Outside the gate, I could see a red blinking neon on a bar across the way. It was mid-morning, but it was open. “Not a friendly dump,” the Marine guard said when I asked about the place. “It’s a longshoremen’s hangout, and they don’t like navy types there.” I had no quarrel with longshoremen, and I felt like a beer. None of the others wanted to go, so I left my seabag in the guard shack and beaded toward the bar.
It was a dark, dingy place, and it smelled of stale beer. Sitting at one end of the bar were several dockworkers in overalls. They wore heavy boots and metal safety hats. They weren’t very friendly looking. Above the bar was a television. My first thought was to ask the bartender, after I got my beer, to turn it on. I’d tell him that I had never seen television before. That might amuse him. He was cleaning a glass, and when he saw me approach, he placed the glass on the bar. “Something you want?’ he asked. There was no cheer in his tone of voice.
“Yeah, a beer,” I said.
“Is that right. Well, then, you got identification?” he asked in a raised voice for the others to hear. All conversation stopped. The bartender picked up the glass, turned it upside down and placed it on the bar.

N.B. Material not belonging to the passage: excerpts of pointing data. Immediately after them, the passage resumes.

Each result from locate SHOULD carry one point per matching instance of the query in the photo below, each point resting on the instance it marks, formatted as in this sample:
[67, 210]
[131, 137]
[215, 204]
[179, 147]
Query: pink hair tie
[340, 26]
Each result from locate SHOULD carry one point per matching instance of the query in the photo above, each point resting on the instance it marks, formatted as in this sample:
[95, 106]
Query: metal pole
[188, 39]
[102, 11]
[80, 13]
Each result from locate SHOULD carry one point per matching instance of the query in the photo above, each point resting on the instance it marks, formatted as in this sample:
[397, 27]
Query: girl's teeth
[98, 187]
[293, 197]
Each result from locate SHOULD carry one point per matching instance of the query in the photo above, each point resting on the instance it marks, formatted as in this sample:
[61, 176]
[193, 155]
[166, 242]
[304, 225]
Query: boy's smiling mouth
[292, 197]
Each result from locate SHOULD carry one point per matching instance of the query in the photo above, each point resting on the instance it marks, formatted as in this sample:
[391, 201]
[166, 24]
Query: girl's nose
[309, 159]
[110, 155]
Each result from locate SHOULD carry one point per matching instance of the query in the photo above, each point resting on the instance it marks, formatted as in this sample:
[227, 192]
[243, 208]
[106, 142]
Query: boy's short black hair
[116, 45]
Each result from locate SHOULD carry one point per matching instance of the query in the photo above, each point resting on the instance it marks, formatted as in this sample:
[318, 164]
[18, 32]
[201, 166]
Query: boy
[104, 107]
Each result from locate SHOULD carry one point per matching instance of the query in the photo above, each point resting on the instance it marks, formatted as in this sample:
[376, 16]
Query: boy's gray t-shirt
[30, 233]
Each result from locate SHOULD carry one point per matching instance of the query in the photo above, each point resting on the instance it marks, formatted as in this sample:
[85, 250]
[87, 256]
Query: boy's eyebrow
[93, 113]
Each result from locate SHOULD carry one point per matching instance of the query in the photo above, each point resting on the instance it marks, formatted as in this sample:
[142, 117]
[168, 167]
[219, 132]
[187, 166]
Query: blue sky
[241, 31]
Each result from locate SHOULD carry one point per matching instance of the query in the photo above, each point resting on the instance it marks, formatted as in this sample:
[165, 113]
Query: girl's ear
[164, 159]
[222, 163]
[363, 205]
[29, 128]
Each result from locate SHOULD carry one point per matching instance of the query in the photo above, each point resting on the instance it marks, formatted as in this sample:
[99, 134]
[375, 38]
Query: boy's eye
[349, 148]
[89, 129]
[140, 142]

“Identification? Why do I need identification?” I asked.
“You gotta be 21 to drink in here,” he said.
“What the hell you talking about!” I said. I was hot under the collar now. “I just got off that ship, and you mean to tell me I can’t get a drink.”
“What I’m telling you is,” he said, “you had better turn your ass around, march right for that door, and get the hell out of here.”

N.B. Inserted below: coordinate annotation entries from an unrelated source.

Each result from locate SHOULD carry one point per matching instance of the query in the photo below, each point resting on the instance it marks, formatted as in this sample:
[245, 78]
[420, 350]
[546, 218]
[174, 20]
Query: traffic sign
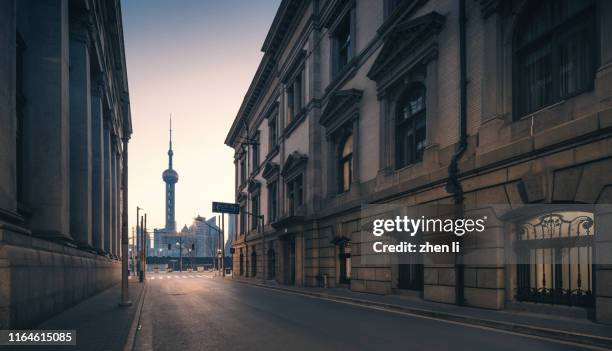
[224, 207]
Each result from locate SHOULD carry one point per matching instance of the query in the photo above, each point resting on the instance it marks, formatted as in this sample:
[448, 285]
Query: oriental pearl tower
[170, 177]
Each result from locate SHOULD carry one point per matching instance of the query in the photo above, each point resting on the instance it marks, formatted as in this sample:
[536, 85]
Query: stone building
[65, 117]
[426, 102]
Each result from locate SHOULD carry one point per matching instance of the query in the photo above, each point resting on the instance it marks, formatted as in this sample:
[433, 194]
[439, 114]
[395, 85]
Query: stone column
[108, 227]
[113, 195]
[603, 263]
[97, 156]
[47, 118]
[8, 172]
[80, 136]
[118, 199]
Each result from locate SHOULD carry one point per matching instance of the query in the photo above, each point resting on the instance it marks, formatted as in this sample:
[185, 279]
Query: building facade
[467, 102]
[65, 117]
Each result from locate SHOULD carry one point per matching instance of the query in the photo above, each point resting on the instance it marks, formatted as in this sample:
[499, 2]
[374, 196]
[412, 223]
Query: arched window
[271, 264]
[253, 264]
[344, 259]
[410, 126]
[554, 46]
[345, 164]
[555, 259]
[241, 269]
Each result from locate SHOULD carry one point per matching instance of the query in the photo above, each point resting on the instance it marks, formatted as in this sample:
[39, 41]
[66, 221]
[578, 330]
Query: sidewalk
[576, 330]
[100, 324]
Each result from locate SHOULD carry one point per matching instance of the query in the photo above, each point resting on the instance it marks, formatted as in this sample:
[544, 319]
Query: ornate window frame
[408, 56]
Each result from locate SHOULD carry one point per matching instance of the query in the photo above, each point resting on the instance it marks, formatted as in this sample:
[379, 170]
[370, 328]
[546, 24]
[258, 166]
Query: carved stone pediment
[295, 161]
[341, 107]
[407, 42]
[253, 185]
[241, 196]
[271, 169]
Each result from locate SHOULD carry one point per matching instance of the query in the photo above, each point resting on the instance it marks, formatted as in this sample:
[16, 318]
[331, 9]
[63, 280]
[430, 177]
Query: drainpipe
[454, 185]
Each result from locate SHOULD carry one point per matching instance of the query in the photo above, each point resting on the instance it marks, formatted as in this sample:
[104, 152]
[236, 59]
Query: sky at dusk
[194, 59]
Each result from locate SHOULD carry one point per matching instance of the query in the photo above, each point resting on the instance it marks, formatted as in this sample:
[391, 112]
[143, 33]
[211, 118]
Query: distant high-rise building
[170, 177]
[165, 239]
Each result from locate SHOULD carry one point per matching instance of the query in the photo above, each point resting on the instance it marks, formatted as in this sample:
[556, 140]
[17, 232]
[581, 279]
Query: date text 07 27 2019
[37, 337]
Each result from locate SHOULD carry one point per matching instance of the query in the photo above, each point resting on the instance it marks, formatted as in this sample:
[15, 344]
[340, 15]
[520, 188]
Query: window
[255, 153]
[241, 265]
[294, 96]
[242, 169]
[344, 260]
[555, 255]
[342, 44]
[345, 165]
[410, 126]
[272, 201]
[273, 135]
[242, 219]
[295, 193]
[19, 115]
[271, 263]
[555, 53]
[255, 211]
[390, 6]
[253, 263]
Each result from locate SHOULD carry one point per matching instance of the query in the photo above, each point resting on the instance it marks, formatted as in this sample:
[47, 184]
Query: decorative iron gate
[555, 259]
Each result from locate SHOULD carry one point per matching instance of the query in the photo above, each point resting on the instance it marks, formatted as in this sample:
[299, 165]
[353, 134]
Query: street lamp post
[180, 245]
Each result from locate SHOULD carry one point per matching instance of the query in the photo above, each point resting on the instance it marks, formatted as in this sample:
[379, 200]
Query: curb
[131, 339]
[567, 336]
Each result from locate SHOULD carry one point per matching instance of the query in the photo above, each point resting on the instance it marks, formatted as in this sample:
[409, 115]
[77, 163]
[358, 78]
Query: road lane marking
[411, 314]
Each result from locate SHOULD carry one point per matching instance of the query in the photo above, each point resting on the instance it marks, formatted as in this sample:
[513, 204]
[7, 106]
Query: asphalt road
[196, 311]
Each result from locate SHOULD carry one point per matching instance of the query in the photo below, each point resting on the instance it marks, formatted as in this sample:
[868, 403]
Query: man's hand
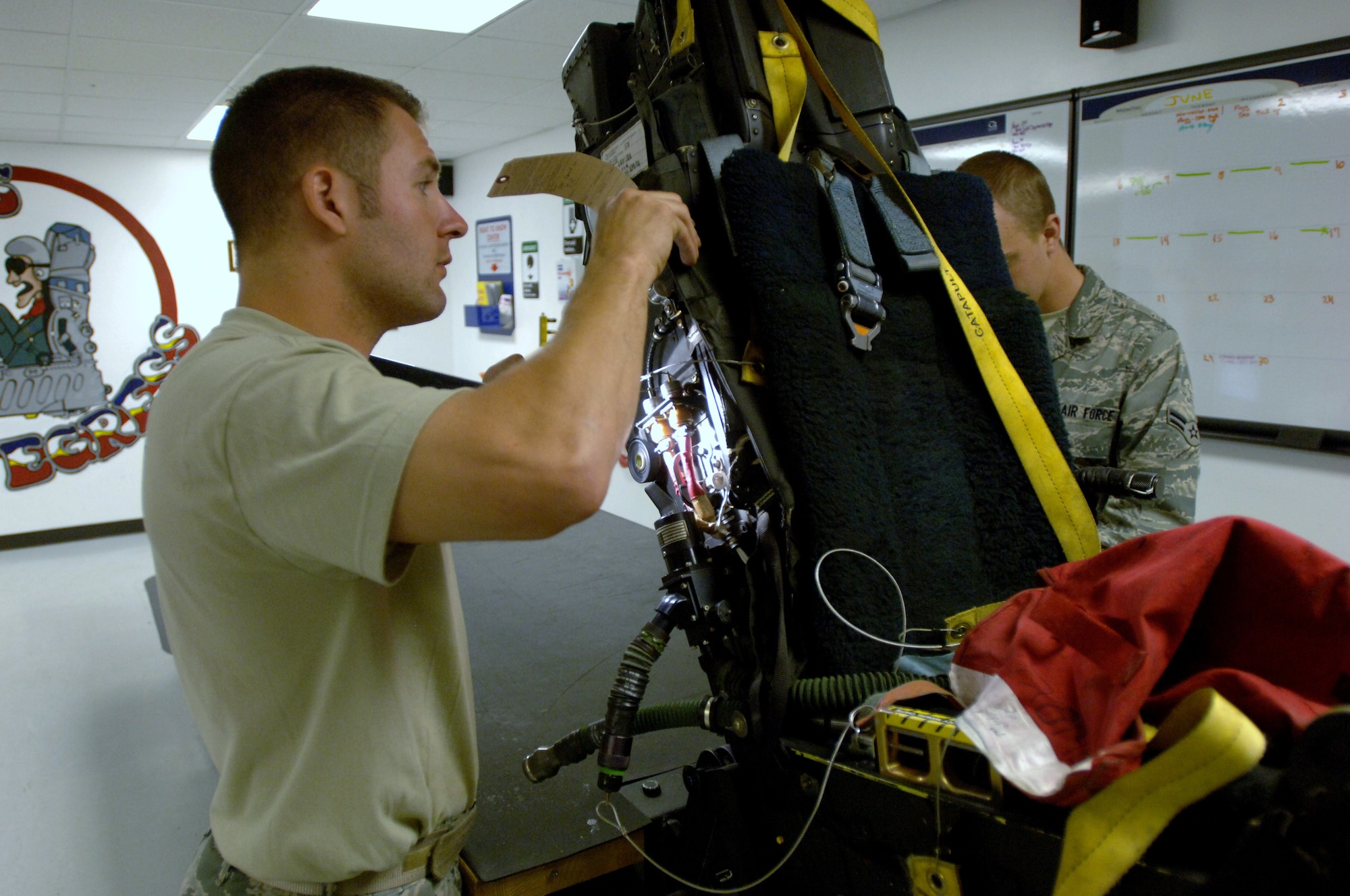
[638, 227]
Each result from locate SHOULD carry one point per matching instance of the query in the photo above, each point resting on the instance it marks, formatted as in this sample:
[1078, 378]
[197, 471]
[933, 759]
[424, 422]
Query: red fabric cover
[1233, 604]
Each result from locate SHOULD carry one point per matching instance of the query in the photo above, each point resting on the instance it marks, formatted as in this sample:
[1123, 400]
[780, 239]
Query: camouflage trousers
[211, 875]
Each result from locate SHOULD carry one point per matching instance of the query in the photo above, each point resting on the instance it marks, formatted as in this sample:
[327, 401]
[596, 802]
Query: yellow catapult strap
[859, 14]
[786, 79]
[1206, 743]
[1046, 466]
[684, 37]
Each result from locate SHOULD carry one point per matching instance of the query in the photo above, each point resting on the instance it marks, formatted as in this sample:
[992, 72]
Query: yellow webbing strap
[1036, 447]
[1206, 744]
[684, 37]
[786, 86]
[859, 14]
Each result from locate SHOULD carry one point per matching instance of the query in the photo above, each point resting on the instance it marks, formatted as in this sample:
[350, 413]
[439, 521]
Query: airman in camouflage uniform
[1125, 393]
[1125, 389]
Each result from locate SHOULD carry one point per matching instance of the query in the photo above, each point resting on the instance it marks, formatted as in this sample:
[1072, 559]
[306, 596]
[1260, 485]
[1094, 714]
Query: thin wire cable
[820, 798]
[905, 619]
[692, 361]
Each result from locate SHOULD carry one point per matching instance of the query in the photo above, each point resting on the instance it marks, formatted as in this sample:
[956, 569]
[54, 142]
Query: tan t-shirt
[327, 670]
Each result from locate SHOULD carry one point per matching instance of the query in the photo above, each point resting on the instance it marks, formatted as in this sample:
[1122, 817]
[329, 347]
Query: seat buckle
[861, 303]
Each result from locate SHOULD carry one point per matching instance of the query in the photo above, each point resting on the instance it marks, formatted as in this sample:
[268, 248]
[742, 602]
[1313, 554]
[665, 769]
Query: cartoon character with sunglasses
[24, 341]
[48, 358]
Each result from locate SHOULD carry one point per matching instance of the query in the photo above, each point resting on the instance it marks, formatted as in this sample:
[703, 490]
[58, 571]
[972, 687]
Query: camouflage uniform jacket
[1125, 393]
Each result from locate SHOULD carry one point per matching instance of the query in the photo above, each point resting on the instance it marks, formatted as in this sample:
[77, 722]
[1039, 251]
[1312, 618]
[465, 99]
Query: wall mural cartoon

Ten thousand gobs laid down their swabs-where in the hell are you, Terry and Chandler and Stevenson? Where in the hell are all you guys? I know, scattered out across America, sitting in your new civvies, watching television, getting fat on your wives’ and your mothers’ cooking? Where in the hell are you when it’s time to help a Marine buddy clean up a bar, as you all had done so often in China?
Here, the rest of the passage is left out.